# Raid 1 Auflösen

## tripelm

Hallo,

also ich habe ein sehr altes Gentoo (2.6.32-gentoo-r7) und darauf befindet sich ein Raid 1 (Superblock version 0.9) hier ein paar Daten:

 *Quote:*   

> 
> 
> service # cat /proc/mdstat
> 
> Personalities : [raid0] [raid1] [raid6] [raid5] [raid4] [raid10] 
> ...

 

 *Quote:*   

> Disk /dev/hda: 80.0 GB, 80026361856 bytes
> 
> 255 heads, 63 sectors/track, 9729 cylinders
> 
> Units = cylinders of 16065 * 512 = 8225280 bytes
> ...

 

 *Quote:*   

> Disk /dev/hdc: 80.0 GB, 80026361856 bytes
> 
> 255 heads, 63 sectors/track, 9729 cylinders
> 
> Units = cylinders of 16065 * 512 = 8225280 bytes
> ...

 

 *Quote:*   

>           Magic : a92b4efc
> 
> /dev/hda1:
> 
>           Magic : a92b4efc
> ...

 

Diese möchte ich nun auflösen aber so das die Daten erhalten bleiben zumindest auf einer Festplatte.

Hintergrund des ganzen die Maschine soll virtualisiert werden. Da der VMware vCenter Converter

nicht mit Software Raids klar kommt muss das Raid vorher aufgelöst werden.

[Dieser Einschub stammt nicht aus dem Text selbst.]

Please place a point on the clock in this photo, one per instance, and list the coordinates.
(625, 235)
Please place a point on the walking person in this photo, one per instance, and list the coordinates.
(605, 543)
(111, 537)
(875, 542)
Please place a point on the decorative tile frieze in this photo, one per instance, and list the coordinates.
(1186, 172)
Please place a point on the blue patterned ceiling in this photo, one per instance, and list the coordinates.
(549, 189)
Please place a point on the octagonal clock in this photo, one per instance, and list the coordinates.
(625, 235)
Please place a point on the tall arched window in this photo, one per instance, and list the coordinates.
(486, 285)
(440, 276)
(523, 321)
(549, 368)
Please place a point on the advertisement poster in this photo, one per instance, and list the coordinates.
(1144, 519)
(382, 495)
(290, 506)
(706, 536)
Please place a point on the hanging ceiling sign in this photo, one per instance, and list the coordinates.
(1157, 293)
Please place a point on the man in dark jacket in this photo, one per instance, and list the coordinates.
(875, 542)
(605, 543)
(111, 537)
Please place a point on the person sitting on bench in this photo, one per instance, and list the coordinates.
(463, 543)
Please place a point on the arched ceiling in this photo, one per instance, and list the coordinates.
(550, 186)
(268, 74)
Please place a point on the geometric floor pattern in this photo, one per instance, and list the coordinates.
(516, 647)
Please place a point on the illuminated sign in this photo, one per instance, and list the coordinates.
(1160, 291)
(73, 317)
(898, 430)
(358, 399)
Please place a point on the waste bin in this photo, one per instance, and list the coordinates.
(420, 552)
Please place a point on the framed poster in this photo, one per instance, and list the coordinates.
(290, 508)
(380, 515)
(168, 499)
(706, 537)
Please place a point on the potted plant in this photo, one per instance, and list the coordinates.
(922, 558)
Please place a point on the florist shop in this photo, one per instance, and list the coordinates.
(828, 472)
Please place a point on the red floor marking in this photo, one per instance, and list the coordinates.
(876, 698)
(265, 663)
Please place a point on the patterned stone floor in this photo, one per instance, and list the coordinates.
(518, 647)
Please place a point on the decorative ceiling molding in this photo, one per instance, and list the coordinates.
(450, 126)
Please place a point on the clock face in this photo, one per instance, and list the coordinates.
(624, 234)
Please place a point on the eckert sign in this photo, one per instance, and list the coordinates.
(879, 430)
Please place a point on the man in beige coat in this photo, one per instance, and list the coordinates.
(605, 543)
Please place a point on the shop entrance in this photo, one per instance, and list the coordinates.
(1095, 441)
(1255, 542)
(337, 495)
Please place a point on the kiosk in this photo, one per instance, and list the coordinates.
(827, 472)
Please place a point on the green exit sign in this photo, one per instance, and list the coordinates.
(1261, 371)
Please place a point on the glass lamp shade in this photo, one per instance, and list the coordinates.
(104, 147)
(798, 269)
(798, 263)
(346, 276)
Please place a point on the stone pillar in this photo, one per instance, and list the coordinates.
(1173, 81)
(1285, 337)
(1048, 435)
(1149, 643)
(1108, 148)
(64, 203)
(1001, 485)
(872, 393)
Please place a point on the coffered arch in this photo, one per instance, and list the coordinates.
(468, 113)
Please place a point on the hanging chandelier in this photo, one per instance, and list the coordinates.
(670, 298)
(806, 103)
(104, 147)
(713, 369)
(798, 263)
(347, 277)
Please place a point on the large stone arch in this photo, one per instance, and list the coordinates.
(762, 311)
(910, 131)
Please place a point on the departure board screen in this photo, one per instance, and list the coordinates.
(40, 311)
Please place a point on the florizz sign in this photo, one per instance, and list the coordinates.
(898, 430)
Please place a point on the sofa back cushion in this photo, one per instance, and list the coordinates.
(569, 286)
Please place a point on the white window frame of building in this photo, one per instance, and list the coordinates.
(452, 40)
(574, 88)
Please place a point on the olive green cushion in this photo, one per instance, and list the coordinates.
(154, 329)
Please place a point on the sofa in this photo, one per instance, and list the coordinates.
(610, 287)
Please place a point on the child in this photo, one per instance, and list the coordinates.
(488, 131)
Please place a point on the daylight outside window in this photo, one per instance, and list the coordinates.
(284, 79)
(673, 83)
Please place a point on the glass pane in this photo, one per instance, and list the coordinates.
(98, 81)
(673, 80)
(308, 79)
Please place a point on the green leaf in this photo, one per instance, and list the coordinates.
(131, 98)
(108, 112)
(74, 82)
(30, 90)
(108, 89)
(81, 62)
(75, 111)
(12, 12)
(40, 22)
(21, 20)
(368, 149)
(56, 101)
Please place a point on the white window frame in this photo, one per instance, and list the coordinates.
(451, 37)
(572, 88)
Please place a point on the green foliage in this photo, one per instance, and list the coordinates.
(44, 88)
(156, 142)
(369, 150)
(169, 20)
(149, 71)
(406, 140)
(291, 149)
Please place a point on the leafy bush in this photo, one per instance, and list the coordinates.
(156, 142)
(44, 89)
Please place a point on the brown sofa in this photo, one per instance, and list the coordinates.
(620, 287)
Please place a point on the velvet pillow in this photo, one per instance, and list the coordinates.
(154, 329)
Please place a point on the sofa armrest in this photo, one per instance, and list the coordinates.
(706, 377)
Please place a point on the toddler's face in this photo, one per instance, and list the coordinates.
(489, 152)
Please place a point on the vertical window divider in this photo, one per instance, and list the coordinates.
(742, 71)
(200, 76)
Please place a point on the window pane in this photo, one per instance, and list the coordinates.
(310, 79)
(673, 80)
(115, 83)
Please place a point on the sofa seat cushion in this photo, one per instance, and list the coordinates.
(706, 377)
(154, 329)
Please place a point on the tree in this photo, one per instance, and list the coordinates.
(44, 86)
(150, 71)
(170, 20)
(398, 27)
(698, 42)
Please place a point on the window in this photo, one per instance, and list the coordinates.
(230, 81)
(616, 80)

Vielen Dank im Voraus.Last edited by tripelm on Mon Dec 15, 2014 12:28 pm; edited 1 time in total

----------

## Keruskerfuerst

Um sicherzugehen, daß die Daten erhalten bleiben, würde ich ein Backup auf einem externen Medium machen.

----------

## tripelm

Ich benötige eine Anleitung zur Vorgehensweise wie ich es auflöse  :Smile: 

----------

## bell

1) - Backup auf Dateisystem-Ebene (cp -a)

2) - Auflösen / umformattieren

3) - Zurückspielen

4) - grub-Config + /etc/fstab

Oder gleich die Schritte 3)+4) in eine neu angelegte VM machen. 

Wozu brauchst Du den Converter? Damit er Dir die x11-drivers/xf86-video-vmware und x11-drivers/xf86-input-vmmouse Dir am Portage vorbei installiert?

----------

## tripelm

Da läuft ein wiki system und ne datenbank drauf die müsste halt virtualisiert werden geht das mit einem backup auf dateisystem-ebene? 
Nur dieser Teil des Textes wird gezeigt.